Traffic from Spoke1VM for Branch1 is directed to the CSR, where it is sent through the tunnel. This route was learned by ARS from the CSR via BGP. Then ARS programmed the route in the NIC route table.
❗ This is the purpose of ARS: without it, the Azure platform would not know that 10.1.0.0/16 is behind the CSR. The only solution without ARS is static routing: manually attached a User Defined Route to the subnet - as we have always done it 😉!
From Branch1VPNGW
In the portal navigate to Virtual network gateways -> Branch1VPNGW. Under Monitoring, click BGP Peers.
BGP Peers
Both instances of the VPN GW have a BGP peering and exchange routes with CSR over the VPN tunnels.
The peer with address 1.1.1.1 is the CSR. This is the address of the loopback interface on the CSR used to source the BGP sessions. A static route set in the Local Network Gateway tells Branch1VPNGW that this address is on the other side of the tunnel.
Learned Routes Branch1VPNGW learns the routes for Hub and Branch2 prefixes from CSR, and CSR's AS of 64000 is in the path of these routes.
👉 In the entry for 10.2.0.0/16 note the AS Path is 64000 (CSR), 65515 (ASR), 300 (HubVPNGW), 200 (Spoke1VPNGW). CSR learns the route for 10.2.0.0/16 from ASR via BGP; static routing on the CSR is not required.
❗ Without ASR, the CSR (or any other NVA) would not be able to dynamically learn routes from the Azure platform, and it would have to have static routes configured.
👉 Observe the peerings between both instances of the active-active Gateway with addresses 10.1.254.4 and 10.1.254.5.
Each instance learns routes both via EBgp from CSR via the tunnel, and via IBgp from the other instance. Normally, the EBgp routes are prefered and the IBgp routes will be ingnored. However, if an instance's tunnel drops, the IBGP route serves as the backup to the other instance which will still have an operational tunnel.

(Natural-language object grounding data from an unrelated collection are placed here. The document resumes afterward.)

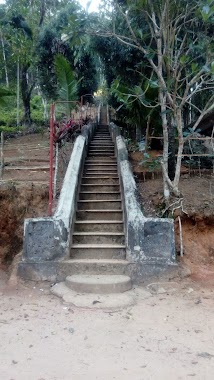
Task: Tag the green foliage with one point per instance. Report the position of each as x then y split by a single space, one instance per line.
8 129
4 93
67 83
150 163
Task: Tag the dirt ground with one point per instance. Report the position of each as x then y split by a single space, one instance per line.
167 335
197 214
24 188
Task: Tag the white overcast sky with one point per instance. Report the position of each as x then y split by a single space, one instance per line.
93 7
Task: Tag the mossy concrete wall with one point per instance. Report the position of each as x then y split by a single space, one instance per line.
150 242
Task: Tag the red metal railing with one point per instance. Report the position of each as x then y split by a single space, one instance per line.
52 142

If a packet for 10.3.0.4 (Spoke1VM) arrives at an instance, the instance will normally send it out through its tunnel. If the tunnel is no longer present, the instance will send the packet to the other instance via the IBgp route. The other instance will then be able to deliver the packet via its tunnel connection.
From Branch1VM
Navigate to Network interfaces -> Branch1VM-nic. Click Effective routes.
The VM has routes for all prefixes outside of the VNET, pointing to both instances of the Gateway.
👉 The Azure platform will do Equal Cost Multipath (ECMP) routing, meaning that traffic will be shared over both Gateway instances. Traffic is load shared by flow, with a flow identified by its "5-tuple" of source and destination IP addresses, source and destination ports and protocol (TCP, UDP, ICMP).
Packets belonging to the same flow are sent to the same next hop (Gateway instance). Flow symmetry is not guaranteed: the path for return packets of the same flow is independently determined by the CSR. Return traffic may be sent via the tunnel to the other Gateway instance.